# Source URI Reference
Workspace sources tell the CLI and SDK where to load a workspace from. A source
can be a local path, a file URI, a Git repository, or an HTTPS archive.
## Local Path
```text
./config
/srv/runtime-config/config
```
A local path points directly at a workspace directory containing
`rototo-workspace.toml`.
## `file://`
```text
file:///srv/runtime-config/config
```
`file://` sources point at local workspace directories. They do not support
fragments.
## Git Sources
Git sources use the `git+` prefix:
```text
git+https://github.com/acme/runtime-config.git#prod:config
git+ssh://git@github.com/acme/runtime-config.git#prod:config
git+file:///srv/git/runtime-config.git#prod:config
```
Format:
```text
git+<scheme>://<repo>#<ref>:<subdir>
```
Supported Git inner schemes:
```text
file
https
ssh
```
Fragment behavior:
- `#ref` selects a Git ref.
- `#ref:subdir` selects a ref and then a workspace subdirectory.
- `#:subdir` selects a subdirectory without naming a ref.

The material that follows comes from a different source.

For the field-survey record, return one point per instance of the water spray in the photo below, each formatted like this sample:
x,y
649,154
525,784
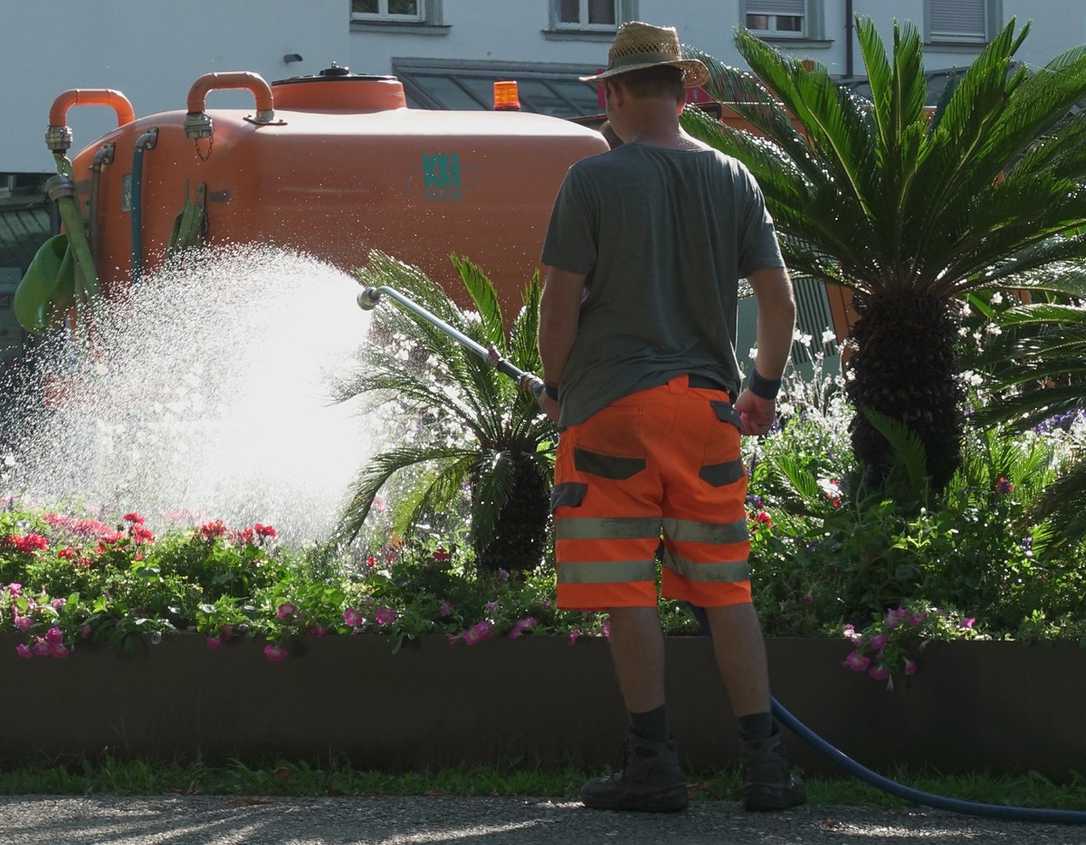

For long-running services with refresh, use a mutable controlled ref such as
`prod` or `release/prod`. A full 40-character Git commit is treated as
immutable: it can be loaded, but periodic refresh has nothing new to discover.
## HTTPS Archives
HTTPS archive sources point at `.tar.gz` archives:
```text
https://example.com/runtime-config.tar.gz
https://example.com/runtime-config.tar.gz#:config
```
Archive fragments support subdirectories only:
```text
#:subdir
```
`#ref` is not supported for HTTPS archives.
If no subdirectory is provided, rototo accepts an archive when either:
- the archive root contains `rototo-workspace.toml`; or
- the archive contains one top-level directory and that directory contains
`rototo-workspace.toml`.
Otherwise, provide `#:subdir`.
## Unsupported Sources
Plain `http://` sources are rejected. Use `https://`.
Unsupported schemes fail before workspace loading.
## Authentication
HTTPS archive sources can use bearer token authentication through:
```text
ROTOTO_WORKSPACE_TOKEN
```
or the CLI `--workspace-token` option.
Private Git repositories use the authentication available to `git` on the host,
such as SSH agent configuration, credential helpers, or environment-specific Git
setup.
## Refresh and Fingerprints
rototo tracks source fingerprints where possible:
- Git sources use the resolved commit.
- HTTPS archives prefer `ETag`, then `Last-Modified`, then a content hash when
loading.
- Local paths and `file://` sources do not provide a stable remote probe.
Refreshing workspaces use these fingerprints to decide whether a source changed.
For HTTPS archives without validators, rototo must download the archive before
it can compare the content hash. Failed refreshes keep the last successfully
loaded workspace active.
## Safety Rules
Subdirectories must be relative paths inside the loaded source. Absolute paths,
empty subdirectories, and paths containing `..` are rejected.
Archive extraction rejects unsafe paths and special entries.